You are viewing a plain text version of this content. The canonical link for it is here.
Posted to issues@spark.apache.org by "Andrew Ash (JIRA)" <ji...@apache.org> on 2017/07/28 20:22:00 UTC
[jira] [Updated] (SPARK-21563) Race condition when serializing TaskDescriptions and adding jars

     [ https://issues.apache.org/jira/browse/SPARK-21563?page=com.atlassian.jira.plugin.system.issuetabpanels:all-tabpanel ]

Andrew Ash updated SPARK-21563:
-------------------------------
    Description: 
cc [~robert3005]

I was seeing this exception during some running Spark jobs:

{noformat}
16:16:28.294 [dispatcher-event-loop-14] ERROR org.apache.spark.rpc.netty.Inbox - Ignoring error
java.io.EOFException: null
    at java.io.DataInputStream.readFully(DataInputStream.java:197)
    at java.io.DataInputStream.readUTF(DataInputStream.java:609)
    at java.io.DataInputStream.readUTF(DataInputStream.java:564)
    at org.apache.spark.scheduler.TaskDescription$$anonfun$decode$1.apply(TaskDescription.scala:127)
    at org.apache.spark.scheduler.TaskDescription$$anonfun$decode$1.apply(TaskDescription.scala:126)
    at scala.collection.immutable.Range.foreach(Range.scala:160)
    at org.apache.spark.scheduler.TaskDescription$.decode(TaskDescription.scala:126)
    at org.apache.spark.executor.CoarseGrainedExecutorBackend$$anonfun$receive$1.applyOrElse(CoarseGrainedExecutorBackend.scala:95)
    at org.apache.spark.rpc.netty.Inbox$$anonfun$process$1.apply$mcV$sp(Inbox.scala:117)
    at org.apache.spark.rpc.netty.Inbox.safelyCall(Inbox.scala:205)
    at org.apache.spark.rpc.netty.Inbox.process(Inbox.scala:101)
    at org.apache.spark.rpc.netty.Dispatcher$MessageLoop.run(Dispatcher.scala:213)
    at java.util.concurrent.ThreadPoolExecutor.runWorker(ThreadPoolExecutor.java:1142)
    at java.util.concurrent.ThreadPoolExecutor$Worker.run(ThreadPoolExecutor.java:617)
    at java.lang.Thread.run(Thread.java:748)
{noformat}

After some debugging, we determined that this is due to a race condition in task serde.  cc [~irashid] [~kayousterhout] who last touched that code in SPARK-19796

The race is between adding additional jars to the SparkContext and serializing the TaskDescription.
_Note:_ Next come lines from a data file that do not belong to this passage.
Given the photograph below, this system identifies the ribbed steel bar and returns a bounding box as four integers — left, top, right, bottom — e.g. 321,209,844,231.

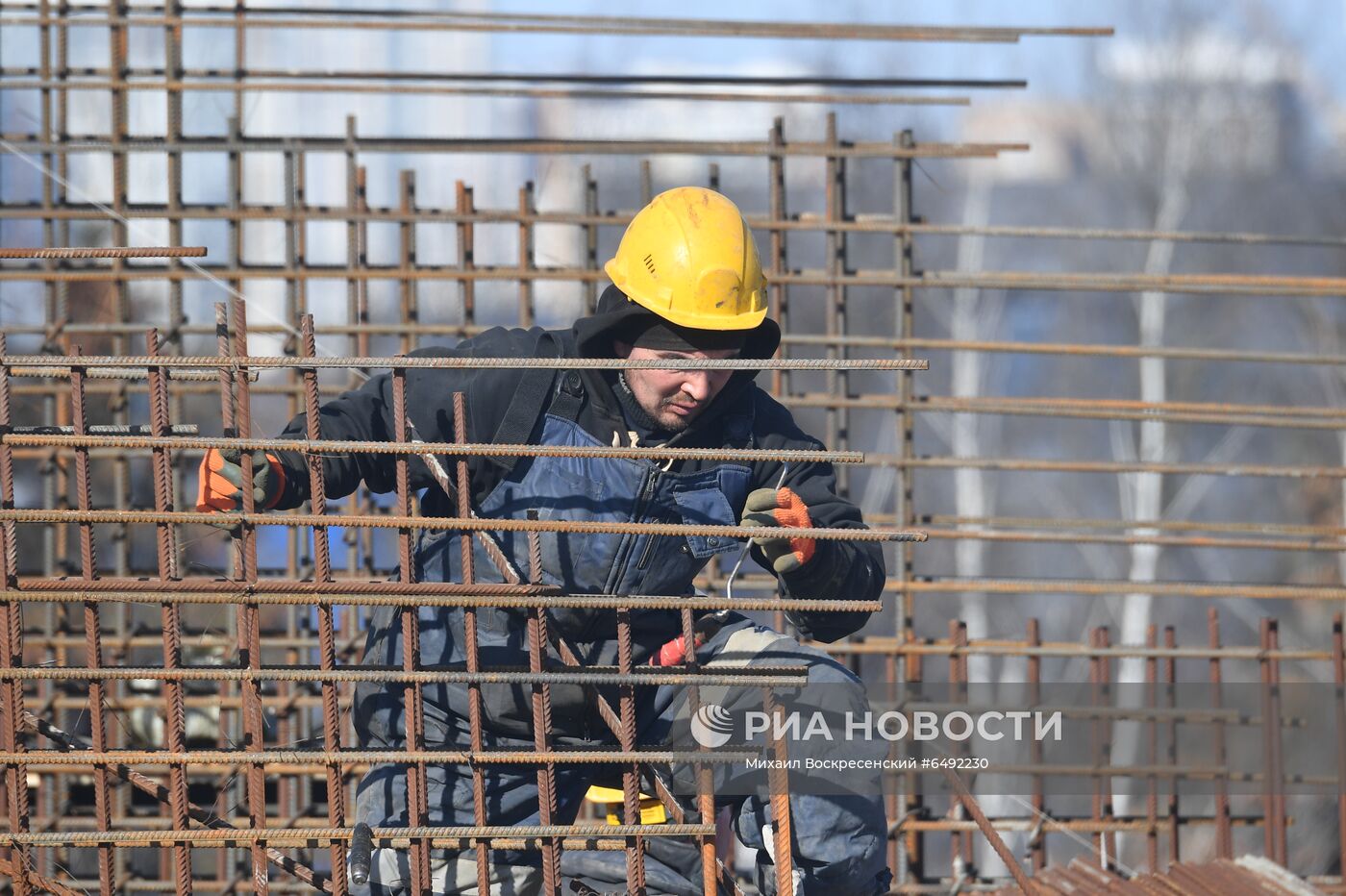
299,314,347,896
0,749,758,771
393,367,431,893
0,506,925,540
0,666,804,683
616,607,645,896
0,246,206,259
70,347,117,893
10,204,1346,248
227,296,270,896
0,355,928,377
528,510,561,896
8,327,1346,368
0,78,972,105
0,330,31,896
4,134,1029,159
145,330,191,896
0,430,864,464
10,201,1346,247
0,580,883,613
0,3,1113,43
925,529,1346,553
0,825,714,849
8,261,1346,295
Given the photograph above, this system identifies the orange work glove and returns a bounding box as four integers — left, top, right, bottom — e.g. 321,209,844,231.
196,448,286,512
741,488,817,575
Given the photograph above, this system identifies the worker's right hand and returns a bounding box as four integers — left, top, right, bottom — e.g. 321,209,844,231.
196,448,286,512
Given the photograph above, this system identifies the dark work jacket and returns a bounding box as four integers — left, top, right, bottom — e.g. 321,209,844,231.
267,289,885,742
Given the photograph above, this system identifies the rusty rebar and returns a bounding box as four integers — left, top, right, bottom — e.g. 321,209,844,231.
0,352,928,377
0,246,206,259
0,506,926,540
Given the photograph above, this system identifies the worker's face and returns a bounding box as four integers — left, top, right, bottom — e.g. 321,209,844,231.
615,341,739,432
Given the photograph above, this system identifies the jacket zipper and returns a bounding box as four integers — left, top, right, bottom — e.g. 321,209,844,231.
636,469,660,569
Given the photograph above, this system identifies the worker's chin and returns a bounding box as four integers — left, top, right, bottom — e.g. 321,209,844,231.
656,408,700,432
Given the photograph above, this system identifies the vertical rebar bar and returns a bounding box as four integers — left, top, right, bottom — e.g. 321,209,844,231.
397,171,420,355
1161,626,1182,865
761,687,794,893
1145,623,1159,873
145,330,191,895
1027,616,1047,873
1333,613,1346,857
70,346,117,893
528,510,561,896
1206,607,1234,859
0,331,30,896
232,296,270,896
580,162,598,314
518,181,537,327
892,123,923,885
454,389,491,893
616,609,645,896
393,367,431,893
299,314,346,896
455,181,477,336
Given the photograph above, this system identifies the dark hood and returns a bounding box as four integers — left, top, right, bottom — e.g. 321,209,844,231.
572,286,781,361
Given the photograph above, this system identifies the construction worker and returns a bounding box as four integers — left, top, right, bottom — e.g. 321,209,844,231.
198,187,891,896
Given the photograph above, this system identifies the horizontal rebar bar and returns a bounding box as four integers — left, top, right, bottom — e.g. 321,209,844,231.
6,321,1346,365
6,206,1346,251
0,246,206,259
0,424,199,433
813,636,1333,661
0,427,864,464
0,352,929,377
0,580,883,612
0,666,807,687
883,452,1346,479
0,3,1113,41
0,78,972,107
0,134,1029,159
0,823,714,848
8,261,1346,297
926,521,1346,552
0,749,760,765
0,509,925,542
891,579,1346,600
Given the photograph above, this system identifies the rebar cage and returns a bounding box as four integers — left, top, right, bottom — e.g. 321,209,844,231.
0,0,1346,893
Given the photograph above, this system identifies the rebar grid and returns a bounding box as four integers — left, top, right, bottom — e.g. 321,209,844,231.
0,0,1346,893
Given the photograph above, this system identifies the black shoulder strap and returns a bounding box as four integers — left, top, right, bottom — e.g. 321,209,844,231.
491,337,561,475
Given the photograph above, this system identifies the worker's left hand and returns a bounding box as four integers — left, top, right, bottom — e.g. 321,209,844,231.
741,488,817,575
196,448,286,512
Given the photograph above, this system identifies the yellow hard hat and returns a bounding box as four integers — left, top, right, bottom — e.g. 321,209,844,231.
603,187,766,330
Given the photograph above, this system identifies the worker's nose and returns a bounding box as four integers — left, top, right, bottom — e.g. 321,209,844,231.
683,371,710,401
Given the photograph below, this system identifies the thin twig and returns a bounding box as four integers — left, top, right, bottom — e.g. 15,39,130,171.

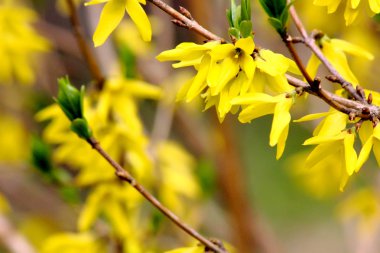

Consider this sequence of events:

- TaskSetManager creates a TaskDescription using a reference to the SparkContext's jars: https://github.com/apache/spark/blob/v2.2.0/core/src/main/scala/org/apache/spark/scheduler/TaskSetManager.scala#L506
- TaskDescription starts serializing, and begins writing jars: https://github.com/apache/spark/blob/v2.2.0/core/src/main/scala/org/apache/spark/scheduler/TaskDescription.scala#L84
- the size of the jar map is written out: https://github.com/apache/spark/blob/v2.2.0/core/src/main/scala/org/apache/spark/scheduler/TaskDescription.scala#L63
- _on another thread_: the application adds a jar to the SparkContext's jars list
- then the entries in the jars list are serialized out: https://github.com/apache/spark/blob/v2.2.0/core/src/main/scala/org/apache/spark/scheduler/TaskDescription.scala#L64

The problem now is that the jars list is serialized as having N entries, but actually N+1 entries follow that count!

This causes task deserialization to fail in the executor, with the stacktrace above.

The same issue also likely exists for files, though I haven't observed that and our application does not stress that codepath the same way it did for jar additions.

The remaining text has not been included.